Be very careful not to over blend or puree. The ingredients should hold together, but maintain their texture. Use a cookie scoop (about 2 tbsp) to scoop falafel balls or patties, and place directly onto the baking sheet.
Bake for 35 minutes at 375°. They should be crispy on the outside and softer on the inside.
Marinated Tofu
Place the marinade ingredients in a medium sized jar with a lid or in a small mixing bowl.
Shake or stir until the sauce ingredient are combined.
Place the tofu cubes in a container or ziplock bag.
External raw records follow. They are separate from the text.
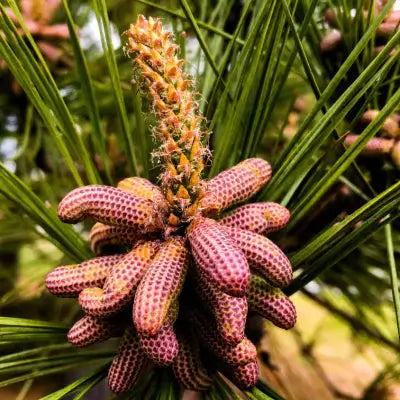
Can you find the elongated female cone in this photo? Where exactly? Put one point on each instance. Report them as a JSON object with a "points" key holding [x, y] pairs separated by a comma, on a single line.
{"points": [[105, 235], [128, 364], [238, 354], [120, 285], [143, 188], [265, 257], [271, 303], [110, 206], [162, 348], [245, 376], [235, 185], [160, 286], [262, 218], [89, 330], [390, 127], [218, 258], [188, 367], [70, 280], [230, 312]]}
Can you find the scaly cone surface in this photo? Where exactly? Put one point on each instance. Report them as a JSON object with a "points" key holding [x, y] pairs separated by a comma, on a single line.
{"points": [[189, 273]]}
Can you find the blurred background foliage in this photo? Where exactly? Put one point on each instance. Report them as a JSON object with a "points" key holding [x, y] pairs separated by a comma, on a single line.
{"points": [[70, 115]]}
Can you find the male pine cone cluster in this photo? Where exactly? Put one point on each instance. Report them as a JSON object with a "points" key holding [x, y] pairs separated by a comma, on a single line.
{"points": [[195, 264]]}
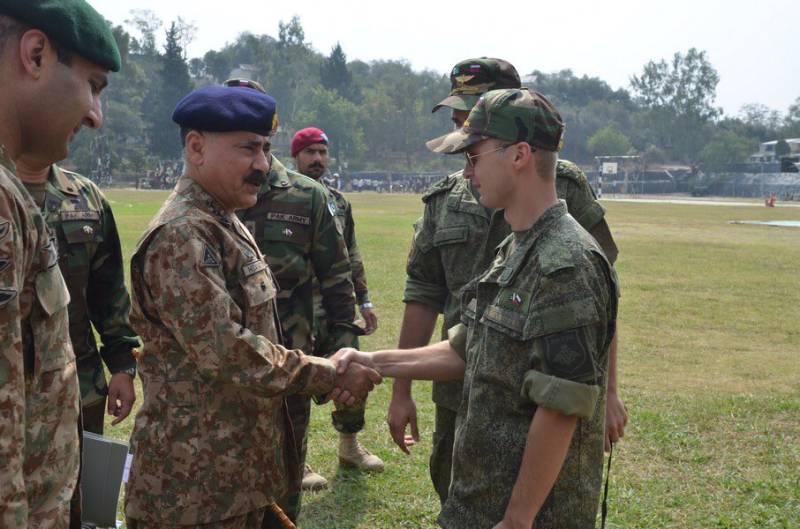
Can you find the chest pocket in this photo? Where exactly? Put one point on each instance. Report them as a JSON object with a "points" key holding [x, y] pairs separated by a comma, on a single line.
{"points": [[50, 333], [259, 291]]}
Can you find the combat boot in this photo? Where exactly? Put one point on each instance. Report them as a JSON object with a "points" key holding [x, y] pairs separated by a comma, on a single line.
{"points": [[312, 480], [352, 454]]}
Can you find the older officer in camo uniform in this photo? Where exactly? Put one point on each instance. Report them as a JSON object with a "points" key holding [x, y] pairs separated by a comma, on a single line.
{"points": [[444, 257], [532, 345], [211, 445], [54, 61], [294, 224]]}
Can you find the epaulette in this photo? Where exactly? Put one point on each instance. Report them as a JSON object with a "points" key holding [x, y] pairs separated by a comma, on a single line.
{"points": [[567, 169], [445, 184]]}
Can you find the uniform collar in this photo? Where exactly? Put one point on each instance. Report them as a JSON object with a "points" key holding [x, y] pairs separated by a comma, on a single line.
{"points": [[191, 190], [61, 182], [527, 238], [278, 176]]}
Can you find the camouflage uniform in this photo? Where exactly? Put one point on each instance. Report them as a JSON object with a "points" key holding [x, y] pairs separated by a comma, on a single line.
{"points": [[91, 262], [211, 441], [293, 224], [535, 331], [443, 258], [346, 419], [39, 394]]}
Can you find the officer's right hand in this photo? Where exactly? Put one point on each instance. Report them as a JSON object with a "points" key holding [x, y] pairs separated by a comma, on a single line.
{"points": [[402, 412], [355, 376]]}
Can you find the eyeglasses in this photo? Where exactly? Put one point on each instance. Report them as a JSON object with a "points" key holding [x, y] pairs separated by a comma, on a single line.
{"points": [[471, 157]]}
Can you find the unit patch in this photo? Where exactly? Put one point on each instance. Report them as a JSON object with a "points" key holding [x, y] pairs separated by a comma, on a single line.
{"points": [[253, 268], [210, 259], [6, 295], [288, 217]]}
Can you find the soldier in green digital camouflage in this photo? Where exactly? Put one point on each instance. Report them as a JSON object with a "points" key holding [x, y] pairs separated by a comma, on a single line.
{"points": [[54, 62], [294, 224], [309, 150], [454, 240], [533, 342], [91, 263]]}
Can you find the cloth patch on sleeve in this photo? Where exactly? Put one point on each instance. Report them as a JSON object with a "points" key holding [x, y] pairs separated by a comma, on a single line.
{"points": [[567, 356], [6, 295], [210, 259]]}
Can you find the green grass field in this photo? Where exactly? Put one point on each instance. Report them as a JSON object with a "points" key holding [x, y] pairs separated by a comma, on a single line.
{"points": [[709, 368]]}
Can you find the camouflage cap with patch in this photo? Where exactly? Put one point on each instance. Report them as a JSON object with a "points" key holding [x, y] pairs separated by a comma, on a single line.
{"points": [[472, 77], [512, 115]]}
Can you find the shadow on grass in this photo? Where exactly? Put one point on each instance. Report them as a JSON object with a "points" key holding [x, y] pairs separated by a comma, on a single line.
{"points": [[340, 507]]}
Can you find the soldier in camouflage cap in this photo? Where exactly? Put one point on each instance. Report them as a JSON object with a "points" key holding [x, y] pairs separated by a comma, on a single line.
{"points": [[54, 61], [443, 258], [532, 345]]}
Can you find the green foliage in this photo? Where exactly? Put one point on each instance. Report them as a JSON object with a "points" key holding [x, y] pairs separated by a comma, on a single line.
{"points": [[608, 141], [726, 148]]}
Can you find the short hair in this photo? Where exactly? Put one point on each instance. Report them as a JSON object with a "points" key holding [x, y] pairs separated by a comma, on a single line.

Pour the marinade over, and make sure it is all coated.
Set aside to marinade for at least an hour.
Sauté the marinated tofu with 1 tsp oil until browned.
Tangy Almond Sauce
Place all of the ingredients into a sauce pot, and warm on medium heat.
Whisk vigorously until the sauce is smooth, and begins to simmer.
Reduce the heat to low, cover, and cook for 15 minutes.
Season to taste with more lime juice, then store in a heat safe jar.
Miso Ginger Broth
Place the ingredients (excluding the miso) into a sauce pot, and bring to a boil. Reduce to low heat, cover, and cook for 15 minutes.
Remove from heat, and stir in the miso to dissolve.
Taste, and season with more soy sauce if necessary. Strain 3/4 of the solids through a mesh strainer, then store in a heat safe jar.
Simple Tahini Sauce
Place the tahini sauce ingredients in a medium sized jar with a lid or in a small mixing bowl.
If using a jar, shake the ingredients until they are creamy. If you’d like it thinner, add more water––just 1 tbsp at a time.
If using a mixing bowl, combine the ingredients until creamy using a whisk or fork.
NOTE: Using a jar with a lid to shake the sauces is easier, and you can store them in that jar.